Ukraine’s ambassador to the U.N., Sergiy Kyslytsya, said the vote was “a historic moment” and was “amazing.” The United States ambassador Linda Thomas-Greenfield called it a “monumental day” and said supporters were “holding our breaths.” Olof Skoog, European Union Ambassador, called the vote “a great success” that sends “a resounding message to Russia that they are and remain isolated.”
The resolution was in response to Russia’s announcement in September of Ukraine’s Kherson, Zaporizhzhia, Donetsk, and Luhansk regions. The information followed Kremlin-orchestrated “referendums” that the West and Ukrainian government had called sham votes conducted on occupied land amid displacement and warfare.
Speaker after speaker accused Russia of violating critical principles in the U.N. Charter — respect for all member nations’ territorial integrity and sovereignty. The speeches came during two days of speeches at an emergency special session on Ukraine.
Intense lobbying preceded the vote as supporters of the EU-facilitated resolution intensely lobbied for support. Before the vote, Thomas-Greenfield told the assembly that when the U.N. was established, built on the ashes of World War II, it was founded on the idea that “never again would one country be allowed to take another’s territory by force.”
After the vote, Thomas-Greenfield told reporters the vote was significant and meant “that in the eyes of the world and the United Nations, Ukraine’s borders remain the same.”
“The resolution also sends an enormously important signal to Moscow and to everyone: It does not matter if you as a nation are big or small, rich or poor, old or new. If you are a U.N. member state, your borders are your own and are protected by international law. They cannot be redrawn by anyone else by force.”

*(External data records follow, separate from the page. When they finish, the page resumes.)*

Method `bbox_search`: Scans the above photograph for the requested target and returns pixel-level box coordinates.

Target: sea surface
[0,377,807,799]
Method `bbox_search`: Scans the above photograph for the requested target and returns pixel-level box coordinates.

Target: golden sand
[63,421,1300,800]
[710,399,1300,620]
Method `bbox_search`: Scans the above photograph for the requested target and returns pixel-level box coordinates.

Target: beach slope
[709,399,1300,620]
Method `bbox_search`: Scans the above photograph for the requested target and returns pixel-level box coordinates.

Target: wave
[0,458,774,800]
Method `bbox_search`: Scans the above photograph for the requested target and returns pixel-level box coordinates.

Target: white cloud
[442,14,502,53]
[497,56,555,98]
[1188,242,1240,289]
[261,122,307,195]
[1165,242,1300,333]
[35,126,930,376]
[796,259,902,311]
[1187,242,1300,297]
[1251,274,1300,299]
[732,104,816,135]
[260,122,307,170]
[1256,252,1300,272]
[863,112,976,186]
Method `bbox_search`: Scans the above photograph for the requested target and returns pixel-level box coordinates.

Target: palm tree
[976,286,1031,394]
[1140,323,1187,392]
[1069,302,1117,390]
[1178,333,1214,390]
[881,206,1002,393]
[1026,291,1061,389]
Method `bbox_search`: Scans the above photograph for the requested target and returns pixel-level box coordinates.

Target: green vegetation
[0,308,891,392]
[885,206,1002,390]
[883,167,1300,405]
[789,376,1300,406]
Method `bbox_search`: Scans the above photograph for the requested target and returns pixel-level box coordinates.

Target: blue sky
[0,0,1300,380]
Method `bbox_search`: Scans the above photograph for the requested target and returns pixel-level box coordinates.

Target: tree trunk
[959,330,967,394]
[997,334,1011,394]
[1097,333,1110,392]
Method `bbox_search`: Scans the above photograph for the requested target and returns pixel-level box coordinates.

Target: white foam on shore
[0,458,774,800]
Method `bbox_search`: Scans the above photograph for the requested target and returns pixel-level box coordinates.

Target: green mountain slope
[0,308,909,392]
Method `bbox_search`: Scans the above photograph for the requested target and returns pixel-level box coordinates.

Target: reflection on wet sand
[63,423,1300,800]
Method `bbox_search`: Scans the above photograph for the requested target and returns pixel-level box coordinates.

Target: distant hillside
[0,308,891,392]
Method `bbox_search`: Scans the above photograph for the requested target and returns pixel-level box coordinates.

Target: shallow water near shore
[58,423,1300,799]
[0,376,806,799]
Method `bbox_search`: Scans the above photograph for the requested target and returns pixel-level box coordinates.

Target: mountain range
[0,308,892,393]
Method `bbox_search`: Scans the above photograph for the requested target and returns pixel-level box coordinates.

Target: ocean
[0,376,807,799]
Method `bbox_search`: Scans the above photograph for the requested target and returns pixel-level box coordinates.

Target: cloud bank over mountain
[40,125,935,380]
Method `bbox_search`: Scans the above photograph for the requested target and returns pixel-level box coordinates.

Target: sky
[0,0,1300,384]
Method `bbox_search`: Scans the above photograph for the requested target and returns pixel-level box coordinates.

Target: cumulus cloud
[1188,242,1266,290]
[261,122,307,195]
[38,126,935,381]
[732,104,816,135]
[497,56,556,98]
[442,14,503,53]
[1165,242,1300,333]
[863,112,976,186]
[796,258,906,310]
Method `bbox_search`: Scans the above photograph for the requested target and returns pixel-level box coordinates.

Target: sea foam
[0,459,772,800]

Russia denounces U.N. vote
Before the vote, Russia’s ambassador to the United States, Vassily Nebenzia, urged countries to vote against the resolution calling it “a politicized and openly provocative document” and denounced those sponsoring the resolution as “unscrupulous Western blackmailers.”
Nebenzia reiterated Russia’s claims of the validity of the referendums, saying, “the populations in these regions do not want to return to Ukraine.” Four countries joined Russia in voting against the resolution, Belarus, Nicaragua, Syria, and North Korea.
Amongst the 35 countries that abstained, 19 were from Africa, including South Africa. The world’s two most populous countries, India and China, abstained, along with Cuba and Pakistan.
The General Assembly has now approved four resolutions criticizing Russia. Its votes are not legally binding but reflect overall world opinion. The more powerful Security Council, where resolutions are lawfully binding, has been indecisive on taking action on Ukraine because of Russia’s veto power. Russia used that veto to block condemnation of its attempts to annex territory in Ukraine on September 29.
The new resolution declares Moscow’s actions violate territorial integrity and Ukraine’s sovereignty, and “inconsistent” with the U.N. Charter principles, and “have no validity under international law and do not form the basis for any alternation of the status of these regions of Ukraine.” The resolution demands that Russia “immediately, completely and unconditionally withdraw all of its military forces from the territory of Ukraine within its internationally recognized borders.”